The Araon is the first ice-breaking vessel built in South Korea. The ship took six years to build and was commissioned by the Ministry of Land, Transport and Maritime Affairs.

A feasibility study was carried out in 2003. Construction started in 2006 and the vessel was launched on 11 June 2009. It was finally delivered in November 2009.

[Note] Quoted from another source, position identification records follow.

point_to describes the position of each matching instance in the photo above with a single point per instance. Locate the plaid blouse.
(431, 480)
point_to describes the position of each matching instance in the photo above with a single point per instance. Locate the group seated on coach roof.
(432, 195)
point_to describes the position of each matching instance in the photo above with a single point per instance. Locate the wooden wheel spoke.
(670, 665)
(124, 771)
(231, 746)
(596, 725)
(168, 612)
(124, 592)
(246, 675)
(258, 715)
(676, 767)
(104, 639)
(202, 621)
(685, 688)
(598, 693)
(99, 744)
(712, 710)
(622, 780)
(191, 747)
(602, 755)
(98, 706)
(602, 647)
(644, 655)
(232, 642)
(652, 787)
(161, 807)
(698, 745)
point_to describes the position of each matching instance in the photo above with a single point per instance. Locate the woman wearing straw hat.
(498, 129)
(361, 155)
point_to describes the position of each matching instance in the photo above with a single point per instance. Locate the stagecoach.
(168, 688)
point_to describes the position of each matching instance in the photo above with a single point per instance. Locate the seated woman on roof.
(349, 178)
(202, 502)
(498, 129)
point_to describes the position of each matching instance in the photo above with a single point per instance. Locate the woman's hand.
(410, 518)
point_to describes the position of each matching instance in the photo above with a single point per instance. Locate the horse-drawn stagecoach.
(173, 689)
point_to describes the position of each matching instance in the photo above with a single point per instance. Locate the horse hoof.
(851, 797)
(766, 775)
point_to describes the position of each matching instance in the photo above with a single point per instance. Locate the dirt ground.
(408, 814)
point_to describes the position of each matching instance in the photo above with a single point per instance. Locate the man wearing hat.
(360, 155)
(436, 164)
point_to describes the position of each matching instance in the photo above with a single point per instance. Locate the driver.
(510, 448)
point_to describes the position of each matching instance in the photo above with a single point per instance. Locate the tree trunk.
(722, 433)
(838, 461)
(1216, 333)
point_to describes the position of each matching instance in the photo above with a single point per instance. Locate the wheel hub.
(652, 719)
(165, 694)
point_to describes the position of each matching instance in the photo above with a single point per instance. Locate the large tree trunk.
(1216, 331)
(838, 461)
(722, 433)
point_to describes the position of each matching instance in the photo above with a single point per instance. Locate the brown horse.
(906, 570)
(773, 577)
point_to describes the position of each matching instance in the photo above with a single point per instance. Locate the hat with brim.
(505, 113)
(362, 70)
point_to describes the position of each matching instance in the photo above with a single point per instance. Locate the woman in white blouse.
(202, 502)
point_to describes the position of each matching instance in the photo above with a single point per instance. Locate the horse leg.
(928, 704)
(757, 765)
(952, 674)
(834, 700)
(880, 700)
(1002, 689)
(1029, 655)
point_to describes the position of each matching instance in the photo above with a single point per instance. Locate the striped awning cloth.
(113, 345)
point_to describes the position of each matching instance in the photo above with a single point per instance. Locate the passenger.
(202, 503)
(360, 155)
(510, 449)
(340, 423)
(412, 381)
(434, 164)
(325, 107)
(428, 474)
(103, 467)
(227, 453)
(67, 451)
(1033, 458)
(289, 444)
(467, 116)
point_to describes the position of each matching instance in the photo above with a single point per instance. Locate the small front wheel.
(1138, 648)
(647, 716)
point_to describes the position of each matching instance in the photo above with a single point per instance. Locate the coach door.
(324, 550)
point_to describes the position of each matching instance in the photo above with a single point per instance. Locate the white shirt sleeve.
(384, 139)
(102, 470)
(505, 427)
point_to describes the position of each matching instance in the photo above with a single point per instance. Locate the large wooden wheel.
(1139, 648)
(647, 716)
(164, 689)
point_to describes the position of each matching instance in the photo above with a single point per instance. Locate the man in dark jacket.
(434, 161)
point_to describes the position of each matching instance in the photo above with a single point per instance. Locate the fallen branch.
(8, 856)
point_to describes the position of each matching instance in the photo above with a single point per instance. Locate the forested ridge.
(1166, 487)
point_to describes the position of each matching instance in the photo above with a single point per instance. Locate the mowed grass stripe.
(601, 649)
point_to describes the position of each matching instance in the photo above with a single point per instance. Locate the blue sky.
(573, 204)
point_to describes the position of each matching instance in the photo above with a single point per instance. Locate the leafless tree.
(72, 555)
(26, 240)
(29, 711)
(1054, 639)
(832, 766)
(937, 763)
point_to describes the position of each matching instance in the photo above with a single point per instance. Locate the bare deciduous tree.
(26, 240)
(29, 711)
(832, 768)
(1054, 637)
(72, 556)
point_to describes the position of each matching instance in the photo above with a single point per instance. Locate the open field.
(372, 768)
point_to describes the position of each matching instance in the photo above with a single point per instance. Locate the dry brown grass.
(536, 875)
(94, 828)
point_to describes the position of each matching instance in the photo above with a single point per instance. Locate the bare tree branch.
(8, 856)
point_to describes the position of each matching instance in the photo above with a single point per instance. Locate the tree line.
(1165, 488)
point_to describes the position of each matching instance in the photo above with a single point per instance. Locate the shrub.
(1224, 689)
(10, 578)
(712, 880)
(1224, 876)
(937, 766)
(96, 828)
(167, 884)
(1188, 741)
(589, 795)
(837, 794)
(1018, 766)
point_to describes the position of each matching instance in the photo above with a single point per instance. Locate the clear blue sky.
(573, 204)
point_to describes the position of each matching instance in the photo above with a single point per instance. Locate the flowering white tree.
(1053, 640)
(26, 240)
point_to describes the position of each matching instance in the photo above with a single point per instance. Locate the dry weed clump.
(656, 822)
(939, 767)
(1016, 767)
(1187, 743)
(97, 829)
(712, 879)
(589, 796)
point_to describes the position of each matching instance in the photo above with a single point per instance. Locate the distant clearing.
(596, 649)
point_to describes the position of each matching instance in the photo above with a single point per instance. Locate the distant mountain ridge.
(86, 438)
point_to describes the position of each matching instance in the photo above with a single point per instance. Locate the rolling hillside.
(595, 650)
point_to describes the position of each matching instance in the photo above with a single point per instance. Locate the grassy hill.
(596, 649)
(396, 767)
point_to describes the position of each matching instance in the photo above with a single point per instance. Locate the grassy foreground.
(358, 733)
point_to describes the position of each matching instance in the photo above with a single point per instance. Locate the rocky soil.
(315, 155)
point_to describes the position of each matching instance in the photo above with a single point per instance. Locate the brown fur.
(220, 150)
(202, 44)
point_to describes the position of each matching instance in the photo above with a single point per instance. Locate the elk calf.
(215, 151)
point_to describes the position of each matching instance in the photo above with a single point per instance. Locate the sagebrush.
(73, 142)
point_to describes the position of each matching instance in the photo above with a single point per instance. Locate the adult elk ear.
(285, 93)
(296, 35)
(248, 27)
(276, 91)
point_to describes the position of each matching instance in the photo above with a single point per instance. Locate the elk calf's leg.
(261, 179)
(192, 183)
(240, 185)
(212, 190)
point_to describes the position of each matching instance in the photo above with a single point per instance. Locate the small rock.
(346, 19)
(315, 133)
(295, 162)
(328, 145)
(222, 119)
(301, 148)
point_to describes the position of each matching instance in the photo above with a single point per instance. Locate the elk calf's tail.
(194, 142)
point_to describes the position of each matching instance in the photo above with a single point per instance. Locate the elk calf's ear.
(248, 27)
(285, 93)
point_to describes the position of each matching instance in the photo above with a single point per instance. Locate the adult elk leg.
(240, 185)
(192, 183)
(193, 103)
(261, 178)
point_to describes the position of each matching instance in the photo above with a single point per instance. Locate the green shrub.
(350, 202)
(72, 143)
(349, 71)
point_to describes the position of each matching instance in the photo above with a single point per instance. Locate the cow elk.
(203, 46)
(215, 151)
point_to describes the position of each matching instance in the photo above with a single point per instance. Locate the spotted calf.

The ship has been developed by a consortium that includes the Korea Institute for Industrial Economics and Trade, Korea Ocean Research Institute, Korea Maritime Consultants, Samsung Heavy Industries, Korea Polar Research Institute, Korea Ocean Research and Development Institute, STX and Hanjin Heavy Industries and Construction.


The $100m ship is 110m long and has a breadth of 20m. It weighs 6,950t, has three decks and can carry 85 people. The outside plate has a 3.9mm-thick prow and stern. The ship can travel up to 20,000 nautical miles on a single fuel supply.

“The Araon is the first ice-breaking vessel built in South Korea.”


The vessel has a three-dimensional sensor that can identify underwater geological features via sound waves and locate marine resources. Other research devices can analyse atmospheric conditions, collect sea life samples and detect changes in water temperature and salinity. The vessel is equiped with a submarine and a helicopter.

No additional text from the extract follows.